After all, the 2001 to 2003 easing campaign was seen by some, in hindsight, as an overreaction to the mild 2001 recession and over-hyped deflation fears. Those cuts and the slow pace of tightening thereafter were criticized as the root cause of the ensuing U.S. housing bubble, the collapse of which is at the heart of the current economic storm.

But this time is different. Far from a mild downturn, the U.S. economy is poised to contract sharply. Economists expect third quarter gross domestic product figures, due for release Thursday, to show a 0.5% contraction, at an annual rate.
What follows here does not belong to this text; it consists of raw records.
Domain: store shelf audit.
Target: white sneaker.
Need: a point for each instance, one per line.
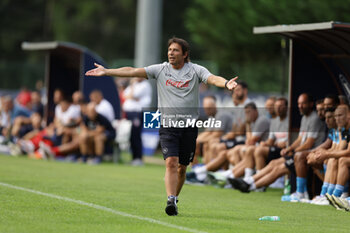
(47, 150)
(320, 200)
(341, 202)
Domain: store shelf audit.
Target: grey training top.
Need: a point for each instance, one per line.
(312, 127)
(178, 90)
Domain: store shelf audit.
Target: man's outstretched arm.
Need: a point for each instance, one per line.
(220, 82)
(127, 72)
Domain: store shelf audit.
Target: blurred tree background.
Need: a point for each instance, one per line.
(219, 32)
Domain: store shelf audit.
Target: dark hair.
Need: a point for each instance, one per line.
(335, 98)
(184, 45)
(283, 99)
(310, 98)
(210, 97)
(331, 109)
(67, 99)
(342, 98)
(251, 105)
(320, 101)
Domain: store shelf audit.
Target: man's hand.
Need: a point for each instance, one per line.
(99, 71)
(232, 84)
(285, 151)
(321, 156)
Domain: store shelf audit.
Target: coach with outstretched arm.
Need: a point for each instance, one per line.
(178, 90)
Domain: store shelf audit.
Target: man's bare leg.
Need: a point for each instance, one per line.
(181, 178)
(260, 156)
(171, 175)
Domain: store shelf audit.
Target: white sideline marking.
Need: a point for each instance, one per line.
(99, 207)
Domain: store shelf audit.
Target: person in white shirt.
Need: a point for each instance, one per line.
(137, 95)
(103, 107)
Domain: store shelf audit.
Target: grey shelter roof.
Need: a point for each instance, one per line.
(65, 67)
(326, 40)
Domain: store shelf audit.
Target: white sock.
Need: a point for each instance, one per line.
(248, 172)
(227, 173)
(252, 186)
(199, 170)
(249, 180)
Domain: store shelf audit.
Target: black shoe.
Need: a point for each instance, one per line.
(171, 207)
(239, 184)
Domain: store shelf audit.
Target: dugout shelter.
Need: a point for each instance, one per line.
(65, 67)
(319, 61)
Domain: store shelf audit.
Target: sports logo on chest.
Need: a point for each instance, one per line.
(178, 84)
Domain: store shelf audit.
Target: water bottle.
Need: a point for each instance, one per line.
(287, 187)
(270, 218)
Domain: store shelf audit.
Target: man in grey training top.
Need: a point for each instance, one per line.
(178, 98)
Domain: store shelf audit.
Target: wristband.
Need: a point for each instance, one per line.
(226, 84)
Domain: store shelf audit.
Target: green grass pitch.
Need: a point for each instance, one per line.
(139, 191)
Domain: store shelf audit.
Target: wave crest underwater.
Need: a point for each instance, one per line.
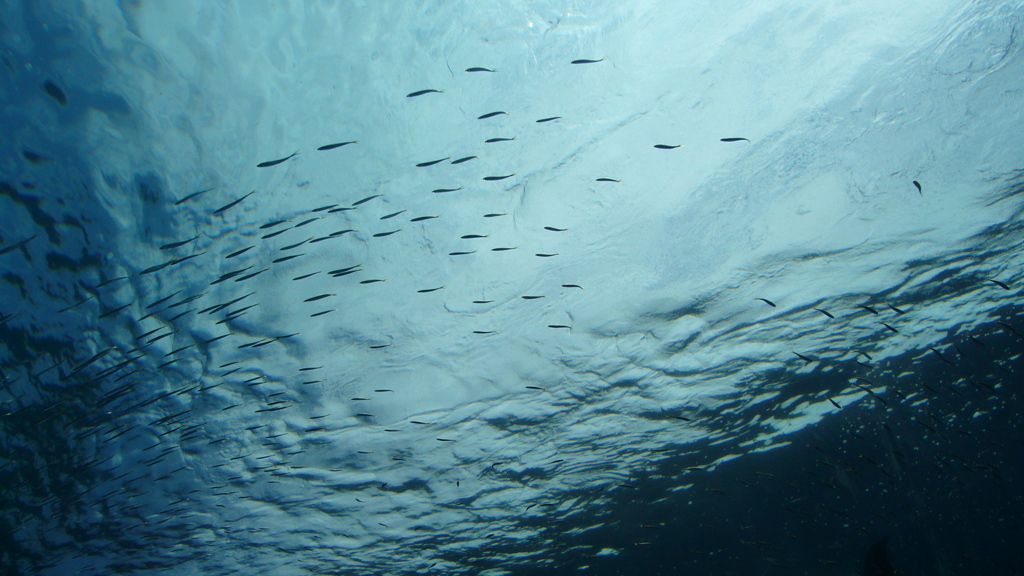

The forecasting firm Macroeconomic Advisers expects an accelerated decline of 2.8% in the current quarter followed by another GDP dip in early 2009.

"They can go below 1%," said Brian Bethune, economist at IHS Global Insight. "They can go to 0.5% and they can even go to zero if they have to," he added.

"We're in the eye of the storm so they've basically got to use all of the ammunition they have to turn the situation around," Bethune said.

Meanwhile, the unemployment rate is expected to climb well above 7% in coming months from its current level of 6.1%. And inflation rates, though still quite elevated on an annual basis, should come down quickly in response to falling oil and gasoline prices.

"In light of the declines in the prices of energy and other commodities and the weaker prospects for economic activity, the Committee expects inflation to moderate in coming quarters to levels consistent with price stability," the Fed said.

As recently as the FOMC's last scheduled meeting, on Sept. 16, officials had warned that inflation remained a "significant" concern. But as the credit crunch claimed more victims and showed signs of spilling over to consumer and business spending, Fed officials on Oct. 8 — in an unprecedented joint rate cut with other major central banks including the European Central Bank and Bank of England — lowered official rates by 0.5 percentage points.

Those actions including Wednesday's rate cut should promote a return to moderate economic growth, the Fed said, though "downside risks to growth remain."

Fed officials will monitor the economy and markets and "act as needed" to promote economic growth and price stability, the Fed said.

Also this month, the Fed announced a series of programs to help ailing short-term debt markets, particularly by easing corporations' access to loans they need to fund their daily operations. The market for those IOUs, or commercial paper, has suffered as money market funds — the largest group of investors in the market — remain spooked in wake of the collapse of Lehman Brothers. Some money funds had incurred significant losses from defaulted Lehman debt.

Under the Money Market Investment Funding Facility the Fed announced last week, the Fed will provide funding to help money market funds purchase certificates of deposits and commercial paper. And through its Commercial Paper Funding Facility, a complementary program that started Monday, companies such as American Express and General Electric can sell their three-month commercial paper to the Fed.

The Fed has also extended loans to banking organizations to purchase asset-backed commercial paper, started paying interest on banks' required and excess reserve balances and boosted the size of its Term Auction Facility auctions — all in effort to encourage lending.

There are preliminary signs the Fed's backstop programs are working. A key lending rate, the London interbank offered rate, for instance, was lower Wednesday, extending a streak of consecutive daily declines over the past two weeks.

"The real story regarding the Federal Reserve is its various liquidity operations; the federal funds rate is second fiddle," said Miller Tabak bond strategist Tony Crescenzi in a research note before the FOMC decision.

Still, the fed funds rate remains a powerful tool given the new global nature of rate cuts. Until recently, the U.S. was largely alone in easing rates given that the root cause of the global downturn has been the bursting of the U.S. housing bubble.

And even if the Fed is entering the final phase of its 13-month fed funds easing cycle, other central banks may just be starting. China's central bank lowered rates Wednesday for the third time in two months, following an unexpected rate reduction on Monday by the Bank of Korea. Norway's central bank also lowered rates Wednesday.

The ECB and BOE are expected to cut interest rates further when those central banks meet next month.